Mourir après l’amour n’est pas un fait, c’est un symptôme. Celui d’une sexualité déformée par la performance, d’une virilité blessée qui s’ignore, d’une pression sociale qui pousse au-delà du raisonnable.
Pour le commun des mortels, un homme doit « assurer ». Il doit être fort, endurant, inlassable, capable de prouesses. Cette injonction, souvent intériorisée dès l’adolescence, devient avec l’âge un fardeau. Quand le corps fatigue, que le cœur vieillit ou que le stress affaiblit, l’homme cherche des solutions. Et c’est là que naît le danger.
Pilules bleues achetées sans ordonnance, potions aux origines douteuses, mélanges artisanaux vendus à la sauvette. Le marché des stimulants sexuels informels explose. Peu importe les risques, l’homme veut « tenir », briller, dominer. Et pourtant, dans bien des cas, ce cocktail devient un compte à rebours. L’effort de trop. Le sursaut de trop. La jouissance de trop.
Le dernier drame en date, survenu à Parakou, en témoigne. Un homme retrouvé mort après une nuit avec une jeune femme. Aucun signe de violence. Juste un cœur qui a cédé. Une vie qui s’est arrêtée là où elle croyait s’offrir un supplément de vigueur. Un autre épisode, presque silencieux.
Mais un silence qui masque à suffisance la réalité. Des hommes qui n’osent pas dire qu’ils sont fatigués. Qui ont honte de ne plus « tenir la distance ». Qui vivent leur sexualité comme une compétition, un test de virilité permanent. Dans une société qui se moque de leurs failles, glorifie les « performeurs » et tourne en dérision les faiblesses, la parole masculine devient rare. Et le silence, lui, devient mortel.
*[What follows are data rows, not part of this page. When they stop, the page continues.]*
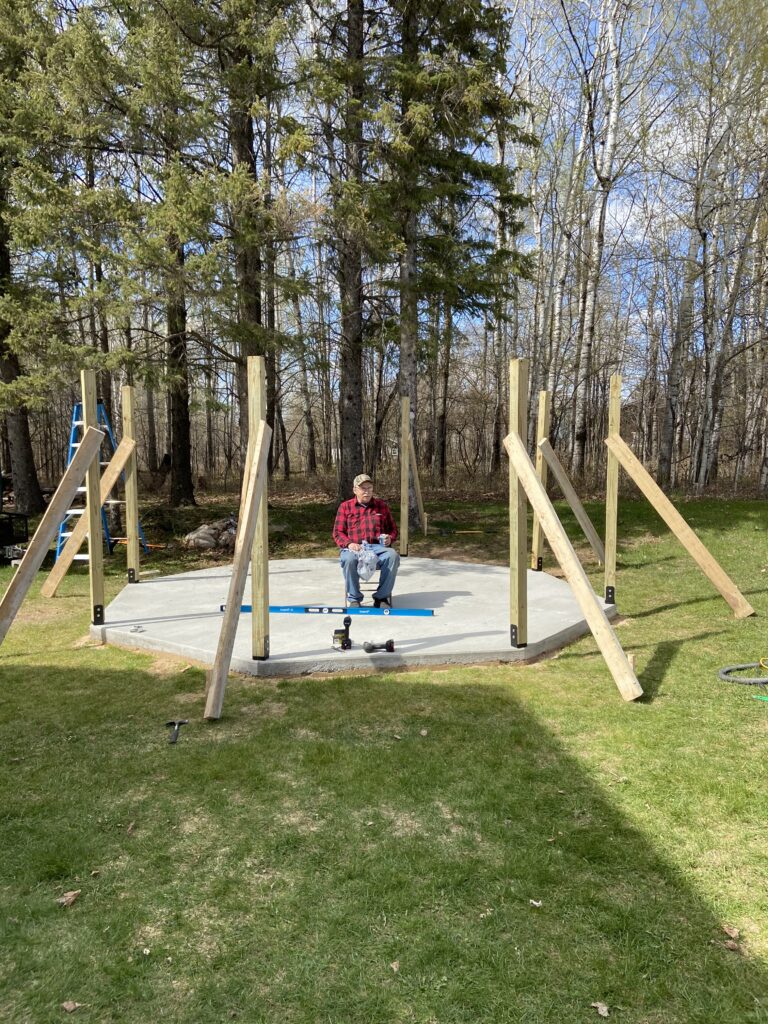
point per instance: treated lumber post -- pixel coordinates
(256, 473)
(572, 499)
(121, 458)
(38, 547)
(260, 550)
(93, 506)
(404, 470)
(542, 433)
(417, 482)
(133, 555)
(709, 565)
(518, 594)
(611, 491)
(597, 621)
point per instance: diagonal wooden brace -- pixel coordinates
(45, 532)
(79, 534)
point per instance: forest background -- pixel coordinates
(384, 199)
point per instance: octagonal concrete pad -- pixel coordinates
(180, 614)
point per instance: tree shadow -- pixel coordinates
(385, 848)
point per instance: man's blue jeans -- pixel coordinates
(387, 561)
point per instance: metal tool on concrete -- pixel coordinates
(388, 645)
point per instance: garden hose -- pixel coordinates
(727, 674)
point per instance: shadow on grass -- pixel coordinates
(356, 849)
(652, 675)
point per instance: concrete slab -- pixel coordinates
(180, 614)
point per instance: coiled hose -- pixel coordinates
(727, 674)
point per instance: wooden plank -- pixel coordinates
(611, 491)
(417, 482)
(518, 530)
(542, 433)
(133, 553)
(572, 499)
(404, 471)
(112, 473)
(46, 531)
(93, 506)
(216, 681)
(260, 549)
(700, 555)
(597, 621)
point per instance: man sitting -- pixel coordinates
(367, 518)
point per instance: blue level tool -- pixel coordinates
(327, 609)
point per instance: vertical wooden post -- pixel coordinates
(542, 433)
(596, 619)
(660, 503)
(131, 488)
(404, 470)
(93, 507)
(518, 596)
(611, 492)
(260, 550)
(256, 477)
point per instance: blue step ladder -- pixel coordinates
(76, 433)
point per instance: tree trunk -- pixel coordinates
(182, 491)
(29, 497)
(350, 266)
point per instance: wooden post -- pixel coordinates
(709, 565)
(518, 594)
(38, 547)
(542, 433)
(93, 506)
(256, 474)
(611, 491)
(606, 639)
(121, 458)
(133, 550)
(572, 499)
(260, 551)
(417, 482)
(404, 470)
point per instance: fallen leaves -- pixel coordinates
(69, 898)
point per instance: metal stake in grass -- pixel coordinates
(175, 726)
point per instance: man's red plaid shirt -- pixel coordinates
(355, 522)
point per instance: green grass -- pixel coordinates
(313, 857)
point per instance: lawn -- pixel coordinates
(483, 844)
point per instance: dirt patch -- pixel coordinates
(267, 709)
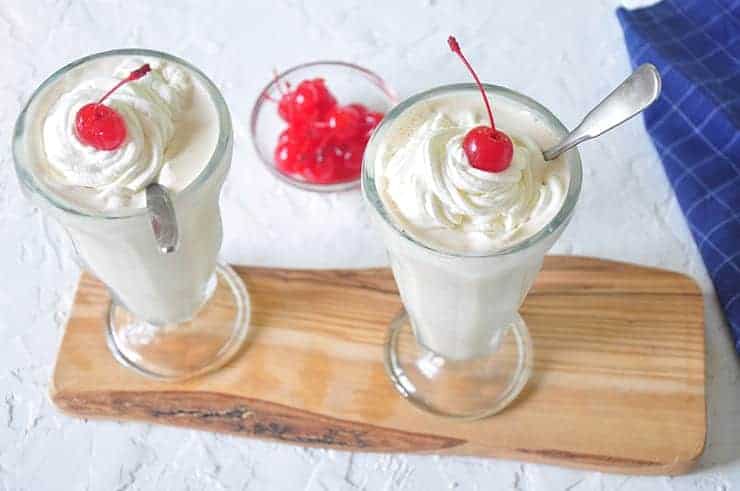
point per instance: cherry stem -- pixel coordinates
(135, 75)
(455, 47)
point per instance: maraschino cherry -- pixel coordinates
(324, 141)
(100, 126)
(487, 148)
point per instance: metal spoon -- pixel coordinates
(632, 96)
(162, 218)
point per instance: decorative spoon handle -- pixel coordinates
(632, 96)
(162, 218)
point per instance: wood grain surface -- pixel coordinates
(618, 383)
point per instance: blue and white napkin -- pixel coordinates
(695, 125)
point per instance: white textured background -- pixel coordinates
(567, 54)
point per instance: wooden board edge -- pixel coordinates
(277, 423)
(225, 413)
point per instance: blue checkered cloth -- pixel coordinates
(696, 122)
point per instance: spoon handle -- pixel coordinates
(632, 96)
(162, 218)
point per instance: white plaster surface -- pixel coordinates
(568, 54)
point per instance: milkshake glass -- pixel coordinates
(172, 315)
(460, 347)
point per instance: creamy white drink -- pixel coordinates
(458, 284)
(438, 197)
(172, 129)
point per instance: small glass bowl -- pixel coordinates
(348, 82)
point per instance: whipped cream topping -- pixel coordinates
(150, 107)
(430, 188)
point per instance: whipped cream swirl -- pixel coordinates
(150, 107)
(436, 194)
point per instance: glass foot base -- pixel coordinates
(183, 350)
(468, 389)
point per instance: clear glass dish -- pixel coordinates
(348, 82)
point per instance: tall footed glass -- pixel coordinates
(460, 348)
(172, 315)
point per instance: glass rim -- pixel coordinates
(373, 77)
(371, 195)
(28, 179)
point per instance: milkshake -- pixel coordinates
(465, 244)
(167, 125)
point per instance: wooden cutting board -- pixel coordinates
(618, 384)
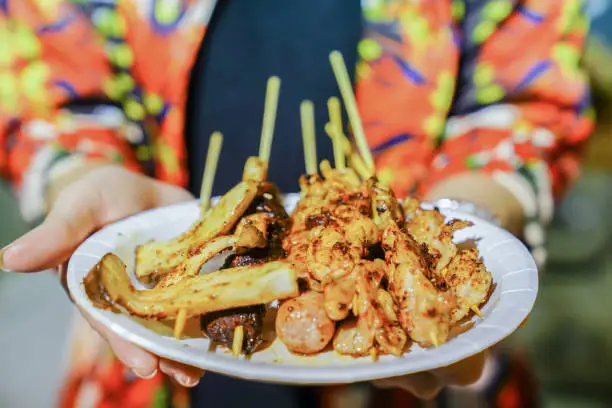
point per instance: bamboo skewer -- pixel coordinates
(269, 120)
(265, 148)
(179, 323)
(210, 169)
(344, 83)
(237, 341)
(308, 136)
(335, 118)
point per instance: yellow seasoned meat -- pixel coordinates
(424, 311)
(469, 280)
(303, 325)
(155, 259)
(108, 286)
(246, 236)
(429, 227)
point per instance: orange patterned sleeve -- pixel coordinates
(53, 71)
(522, 111)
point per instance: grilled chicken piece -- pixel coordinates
(424, 311)
(108, 286)
(302, 324)
(350, 341)
(468, 279)
(330, 255)
(246, 236)
(339, 296)
(155, 259)
(377, 319)
(386, 210)
(268, 215)
(429, 227)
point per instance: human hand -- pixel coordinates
(101, 196)
(428, 384)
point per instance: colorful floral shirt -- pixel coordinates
(443, 87)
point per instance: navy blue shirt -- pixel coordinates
(246, 42)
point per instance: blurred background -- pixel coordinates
(568, 338)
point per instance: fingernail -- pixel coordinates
(3, 252)
(145, 376)
(186, 381)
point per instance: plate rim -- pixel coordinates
(296, 373)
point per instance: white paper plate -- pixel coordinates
(514, 273)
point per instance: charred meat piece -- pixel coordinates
(220, 326)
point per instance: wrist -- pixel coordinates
(62, 178)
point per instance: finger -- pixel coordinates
(422, 385)
(72, 219)
(166, 194)
(141, 362)
(464, 372)
(186, 376)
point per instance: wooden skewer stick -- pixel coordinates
(374, 354)
(269, 120)
(335, 117)
(238, 340)
(354, 159)
(344, 83)
(210, 169)
(179, 323)
(265, 147)
(308, 136)
(434, 339)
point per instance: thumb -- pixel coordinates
(72, 219)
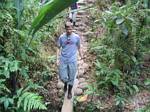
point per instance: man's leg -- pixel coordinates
(74, 18)
(70, 17)
(63, 74)
(72, 74)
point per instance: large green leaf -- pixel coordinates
(48, 11)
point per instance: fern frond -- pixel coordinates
(30, 101)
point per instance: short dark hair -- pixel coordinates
(68, 24)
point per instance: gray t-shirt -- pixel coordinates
(69, 46)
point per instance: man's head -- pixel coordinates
(68, 27)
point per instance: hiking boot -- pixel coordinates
(69, 92)
(65, 87)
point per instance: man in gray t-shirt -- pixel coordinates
(68, 45)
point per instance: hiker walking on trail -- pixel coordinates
(73, 13)
(69, 44)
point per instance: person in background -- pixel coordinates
(73, 13)
(68, 45)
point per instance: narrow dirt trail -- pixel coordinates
(80, 82)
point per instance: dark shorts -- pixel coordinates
(67, 72)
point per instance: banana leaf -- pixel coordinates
(48, 11)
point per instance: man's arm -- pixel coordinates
(57, 56)
(80, 53)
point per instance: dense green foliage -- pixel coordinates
(120, 48)
(21, 64)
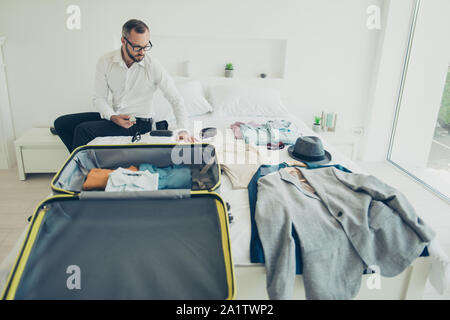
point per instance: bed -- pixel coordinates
(250, 278)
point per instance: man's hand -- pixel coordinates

Il faut briser ce silence. Sortir du fantasme collectif selon lequel l’homme est un roc insensible. Repenser la sexualité comme un espace de complicité, non de prouesse. Parler santé, consulter, déconstruire les mythes. Rappeler que l’acte sexuel n’est pas une épreuve olympique mais un partage humain, fragile, sensible.
Et surtout, dire aux hommes qu’ils ont le droit de ne pas être des machines. Qu’ils ont le droit à l’épuisement, au doute, à la tendresse, au soin. Qu’aucun orgasme ne vaut une crise cardiaque. Et qu’aucune démonstration de puissance ne mérite une place au cimetière.
Il est temps de comprendre que le sexe ne devrait jamais être une sentence.
Car nous devons admettre qu’il ne sert à rien de mourir dans le plaisir. Il faut plutôt travailler à vivre une vie paisible avec sa femme au foyer, dans la compréhension et le dialogue.